Question 17.5

"With Power Comes Great Responsibility"


The phrase has changed throughout time, but with each of its incarnations it shares the commonality of being a tool. Although we’ve become most familiar with the Stan Lee version, more important and famous figures have also uttered this phrase such as Churchill, Lincoln, and John F. Kennedy. If I were less lazy, I could pull out the quote from the book of Luke in the Bible.

What I believe to be the superficial heart of this quote, regardless of its form, is that you (being either a single person or a “body” of people such as a group, organization, or nation) have a responsibility to your fellow man to act in the best interests of humans as a whole. In other words, your abilities, wealth, resources, or power must be used to serve the ideals and needs of a society.

It’s a beautiful sentiment, but at the same time it is also propaganda, sour grapes, and an excuse. The true intent of uttering this phrase belies an action that has taken place, or is about to take and its purpose is to placate the masses. Churchill warned us after Great Britain became a second class power in WWII that we would now be responsible to the world with our great power, but you can argue that England’s plundering of the riches of developing nations had ended, and seeing that the US would be stepping into their former role, he spoke from the position of a bully that had finally found someone he couldn’t beat.
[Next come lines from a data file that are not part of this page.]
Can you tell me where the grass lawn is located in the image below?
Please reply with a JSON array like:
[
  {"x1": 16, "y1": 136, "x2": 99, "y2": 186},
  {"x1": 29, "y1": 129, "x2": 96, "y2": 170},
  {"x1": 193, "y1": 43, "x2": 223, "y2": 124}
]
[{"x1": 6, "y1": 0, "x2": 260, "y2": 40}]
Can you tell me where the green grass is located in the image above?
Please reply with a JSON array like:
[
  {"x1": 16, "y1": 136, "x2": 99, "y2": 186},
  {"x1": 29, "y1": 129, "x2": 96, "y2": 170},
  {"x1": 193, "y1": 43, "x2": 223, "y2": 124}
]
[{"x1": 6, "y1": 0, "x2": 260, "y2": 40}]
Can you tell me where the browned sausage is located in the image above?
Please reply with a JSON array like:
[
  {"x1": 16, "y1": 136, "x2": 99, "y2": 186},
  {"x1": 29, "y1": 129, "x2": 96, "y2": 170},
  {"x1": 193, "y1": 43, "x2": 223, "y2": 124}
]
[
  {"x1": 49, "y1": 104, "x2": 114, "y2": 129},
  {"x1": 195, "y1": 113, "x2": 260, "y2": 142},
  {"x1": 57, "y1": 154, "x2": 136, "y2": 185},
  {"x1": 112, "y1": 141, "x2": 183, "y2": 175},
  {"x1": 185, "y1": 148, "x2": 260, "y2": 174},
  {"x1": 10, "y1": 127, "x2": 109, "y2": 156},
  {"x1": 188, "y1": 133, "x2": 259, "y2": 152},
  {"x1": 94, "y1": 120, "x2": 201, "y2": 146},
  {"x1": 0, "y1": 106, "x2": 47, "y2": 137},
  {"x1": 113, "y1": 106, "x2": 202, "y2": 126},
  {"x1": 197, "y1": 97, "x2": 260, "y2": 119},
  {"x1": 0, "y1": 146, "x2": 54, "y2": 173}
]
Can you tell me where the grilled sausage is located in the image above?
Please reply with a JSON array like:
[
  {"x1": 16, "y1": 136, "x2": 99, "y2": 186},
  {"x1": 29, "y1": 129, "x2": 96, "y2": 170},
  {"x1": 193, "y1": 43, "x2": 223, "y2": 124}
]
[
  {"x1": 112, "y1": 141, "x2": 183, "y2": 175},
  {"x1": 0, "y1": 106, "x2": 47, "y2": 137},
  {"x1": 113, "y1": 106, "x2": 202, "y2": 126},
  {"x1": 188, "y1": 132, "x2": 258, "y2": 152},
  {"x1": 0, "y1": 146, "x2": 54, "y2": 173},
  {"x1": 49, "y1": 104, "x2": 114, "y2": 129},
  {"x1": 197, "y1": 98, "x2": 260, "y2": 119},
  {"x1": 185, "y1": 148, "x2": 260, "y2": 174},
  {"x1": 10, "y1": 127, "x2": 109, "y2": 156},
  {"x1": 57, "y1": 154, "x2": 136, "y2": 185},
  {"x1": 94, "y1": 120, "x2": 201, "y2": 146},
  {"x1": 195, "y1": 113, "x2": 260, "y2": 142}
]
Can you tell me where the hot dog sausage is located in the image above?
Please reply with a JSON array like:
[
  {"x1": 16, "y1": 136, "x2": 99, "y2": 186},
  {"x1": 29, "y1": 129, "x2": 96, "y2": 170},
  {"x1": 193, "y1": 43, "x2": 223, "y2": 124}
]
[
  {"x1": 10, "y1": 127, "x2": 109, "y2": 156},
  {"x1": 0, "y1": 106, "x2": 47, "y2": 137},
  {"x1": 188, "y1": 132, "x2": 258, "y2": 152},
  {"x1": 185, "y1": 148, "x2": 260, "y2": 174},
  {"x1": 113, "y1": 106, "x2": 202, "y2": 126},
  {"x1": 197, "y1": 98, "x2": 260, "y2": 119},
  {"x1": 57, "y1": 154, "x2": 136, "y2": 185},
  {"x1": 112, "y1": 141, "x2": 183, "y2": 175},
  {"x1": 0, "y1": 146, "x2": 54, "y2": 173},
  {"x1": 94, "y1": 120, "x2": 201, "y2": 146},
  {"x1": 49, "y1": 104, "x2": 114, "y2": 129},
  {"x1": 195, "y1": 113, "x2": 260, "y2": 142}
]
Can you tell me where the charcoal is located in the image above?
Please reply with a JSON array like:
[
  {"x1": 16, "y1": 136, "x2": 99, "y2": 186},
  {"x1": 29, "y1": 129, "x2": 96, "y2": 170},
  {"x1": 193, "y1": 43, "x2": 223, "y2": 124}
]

Whether it was Lincoln justifying the new bloody new style of warfare the North was utilizing during our Civil War or Kennedy acting humble on the eve of taking the reins of the world’s most powerful nation (and potentially inspiring Stan Lee’s writing in Spiderman) I would argue that this phrase marks the exact opposite of the message it stirs within the masses; that liberties, lives, fortunes, and wealth are about to be taken and consolidated into the hands of the few.

In an age in which we can no longer handle the speed in which our technology advances and we slowly lose our freedoms to paranoia, guilt, and misplaced acts of patriotism I hope that I do not hear this spoken by someone with power.